The James Webb Space Telescope is put onto the second Sun-Earth Lagrange point (L2), which allows for the telescope to stay within a 1,5 million km distance from Earth without orbiting it. Webb’s primary mirror is more than twice the radius and 113 kg (249 pounds) lighter than the Hubble mirror. It has 18 hexagonal mirrors, 1,32 meters in diameter each, which help the telescope to unfold in space. Each of them will calibrate their foci onto the secondary mirror and then onto the infrared detectors, which register the data collected. The whole vehicle weighs 6,200 kg on Earth and is equipped with four main devices:

  • NIRCAM — primary imagers in the near-infrared range. Works on both short and long wavelength channels (0,6–5,0 microns) and has chronographs installed for observing poorly lit bodies by shading the star they are orbiting or the one obscuring the view. It is supposed to take hi-res photos of stars, galaxies, and exoplanets in the closest star systems.

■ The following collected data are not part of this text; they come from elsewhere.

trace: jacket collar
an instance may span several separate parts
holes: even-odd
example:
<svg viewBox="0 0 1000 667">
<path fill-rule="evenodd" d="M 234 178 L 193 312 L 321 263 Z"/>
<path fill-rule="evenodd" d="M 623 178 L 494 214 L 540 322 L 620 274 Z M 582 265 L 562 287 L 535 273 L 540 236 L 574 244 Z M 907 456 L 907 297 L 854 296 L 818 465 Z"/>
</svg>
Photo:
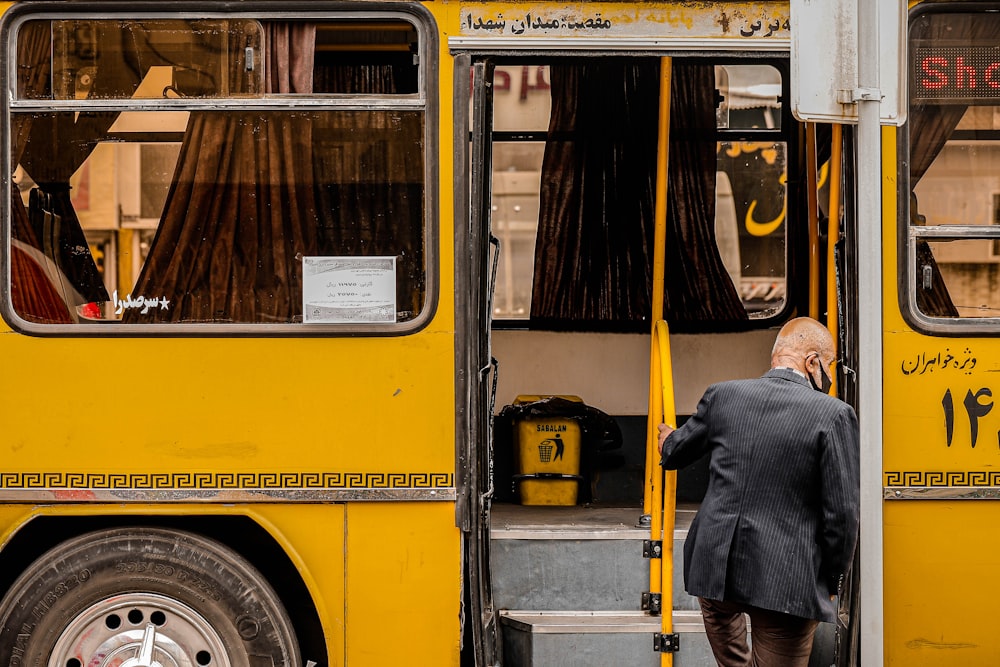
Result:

  • NIRSPEC — equipment fitted with a Microshutter System (composed of 250,000 camera shutters) in order to estimate celestial bodies’ size, mass, and even chemical composition via studying the white-light spectrum. It takes over a hundred hours to gather this kind of information pointing in the same direction. Yet the device has a wide range of views, and the newly made system makes it much more effective.

  • FGS — Fine Guidance Sensor will vastly improve the precision of the telescope’s constant redirections onto different targets.

  • MIRI — consists of a camera and a spectrograph, but in the infrared spectrum, it has a long wavelength range. Such emissions are almost unhindered by passing through dust clouds and nebulas, allowing humanity to see the heavenly bodies that were mostly obscured before. The technology needs to be as cold as -266,5 C (-447,61 F), otherwise, it would sense its own heat, with the thermal emissions from the sun, Earth, and the moon being a problem. However, MIRI is partnered with two additional devices: the Cryocooler, a complex helium-based refrigerator, and a passive 20-m cooling system Sunshield, composed of five layers of differently coated Kapton sheets that act as the radiators.

Why does it take so long?

The project has faced numerous setbacks and challenges during the course of its development. When the project was officially launched in 1996, it was estimated to be completed and launched by 2007, with the costs rounding up to around $1.6 billion. But at the point of actual launch at the end of 2021, the overall project’s cost reached almost $10 billion.

There were several major hold-ups during the 30 years of the project’s development, some of which threatened the project’s continuation. One of the most major hiccups was the 2011 budget cut when the US Congress decided to pull the plug on the project and reduce NASA’s funding. Yet with the support of numerous scientific and congressional figures, the plan of cancellation got pulled down, and JWST has continued its development.

By and large, the construction of the telescope began only in 2004, preceded by 8 years of the project’s planning and R&D phase. In 2008, the preliminary design review was concluded, with the costs amounting to approximately $5 billion and the launch date set for 2014. In 2010, the critical design review raised the costs to $6.5 billion and pushed the date of completion to 2016. In 2018, the date was yet again postponed to May 2020, with the budget at about $8.8 billion. Gradually, the date moved to December 22, 2021, and the successful launch finally happened several days later on December 25.

Apart from that, we should also consider the overall impact that its development had on the space industry. A number of other projects have been affected by the leviathan of JWST. Some of the NASA projects were either canceled or rejected because of the financing issues as JWST took up a formidable part of the budget. Nonetheless, the telescope will most likely unveil enough truths to be called “worth it,” so only time will tell.